One thing I have discovered about my life is that just about the time I think I might have it figured out a rude awakening slaps me upside the face. The rude awakening is typically a not-so-subtle reminder in some form that I have only begun to scratch the surface of whatever issue it might be about and that I’m going to have to dig deeper into the mind and heart of Joe Miller to find the roots. And, therefore, a sense of direction.
I remember some things about my younger years. One is how carefree life seemed to be. It was uncomplicated. I was uncomplicated. I was just a kid whose only want was to have fun. At that age I had no clue about what drama, as we use the term today, was. Basically, I didn’t know what I didn’t know, and I was very comfortable with that. Especially when that unknown knowledge had anything to do with me.
Adult life didn’t see a whole lot of change in my outlook. Since I had, as a rule, embraced simplicity as a standard, trying to figure myself (or others) out presented itself as an unwanted bother that could interfere with the carefree model I had adopted. I remained comfortable with not knowing what I didn’t know about myself. It was not a matter of ignorance is bliss, but rather a matter of “let’s not rock the boat” of my comfort zone.
Something happened heading into older adulthood that changed the whole dynamic of my desire for simplicity. Christianity found its place in my head and my heart. With that came change and the necessity for it on many levels. Something that became apparent right off the get-go was that if I were to embrace The Way as a new way of life, it wouldn’t be an event, but rather a process.
The process I speak of is actually a journey–a lifelong journey. It’s an introspective journey, in that while there is a myriad of external things that help mold and fashion one’s mind and heart, it is only through introspection where the dirty work is done. If we don’t dig in the dirt that is ours, that which makes us tick and forms the basis for who we are, the kind of heart change necessary for being the man made new won’t take place.
The key to digging into the dirt that is us is to embrace a need-to-know attitude about oneself. We can’t be satisfied with not knowing what we don’t know about ourselves. It starts with an understanding that what we see in ourselves, and consequently what others see in us, may not necessarily be a true representation of who we really are. We humans are excellent at manufacturing a variety of false selves suitable for display for all to see. This is a protective measure we have learned extremely well so much of the time.

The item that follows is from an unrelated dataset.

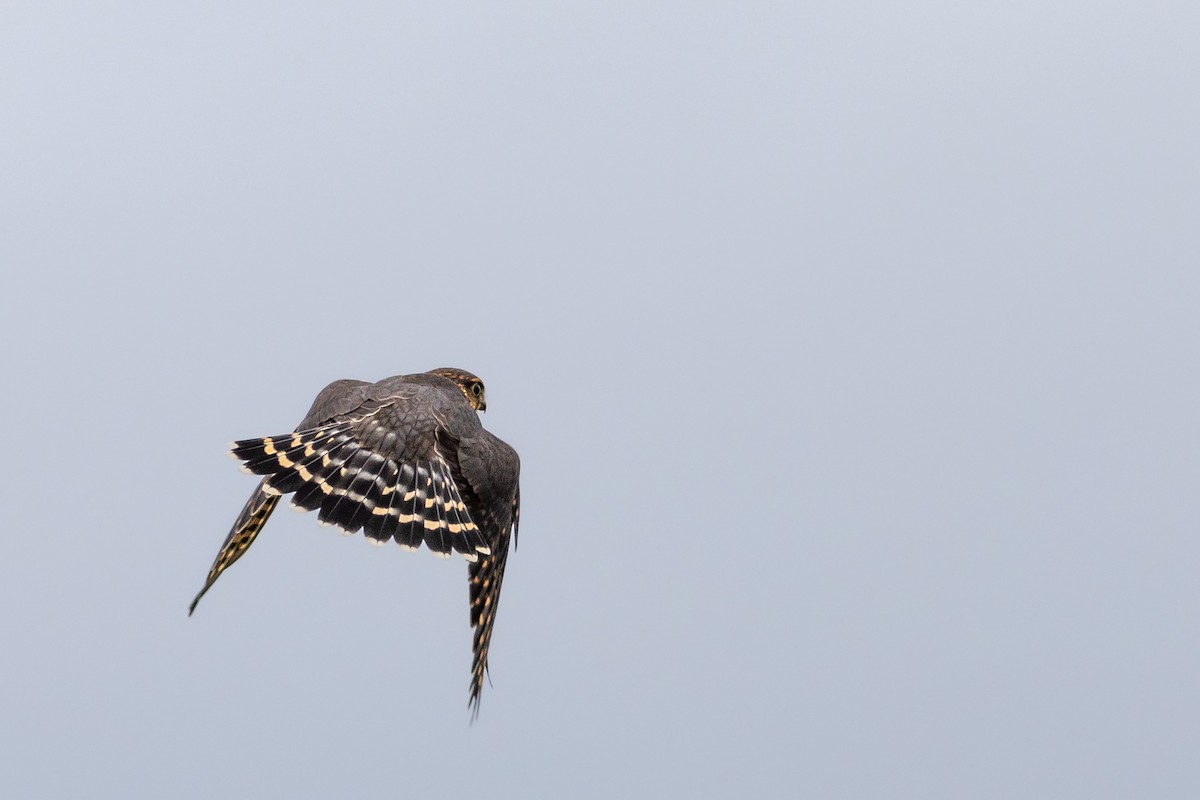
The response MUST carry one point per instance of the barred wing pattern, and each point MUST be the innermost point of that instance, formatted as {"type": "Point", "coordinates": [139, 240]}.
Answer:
{"type": "Point", "coordinates": [253, 516]}
{"type": "Point", "coordinates": [349, 474]}
{"type": "Point", "coordinates": [403, 459]}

Volumes have been written about what I just shared, and it makes for some fascinating study. In the simplest of terms, and to avoid chasing a series of connected rabbit-holes, let me share that true, honest, forthright, thorough, and continuing self-study is necessary to learn that there are things about us that need adjusting or change. It’s a constant digging process, and sometimes we will have to dig deep and keep on digging.
Surface mining is a lot like peeling the layers off of an onion. In mining, as each layer of dirt is removed, the operation is closer to the gold, so to speak. Our gold is the heart that God wants us to have. The only way for us to get to that heart and expose it to the light is to remove the layers of crap we have covered it with. Sometimes, for some of us, that involves a lot of pain and discomfort, because, after all, in our quest to expose our heart of hearts, we are also exposing all of the dirt that has been covering it–just like mining. We can’t hide the dirt. We must remove it.
Dig deep friends. Deep diggers desire freedom and know how to get it. Deep diggers don’t fear the pain or perceived shame and guilt. Deep diggers find joy and peace through digging. Deep diggers don’t deny themselves that opportunity. Dig deep friends.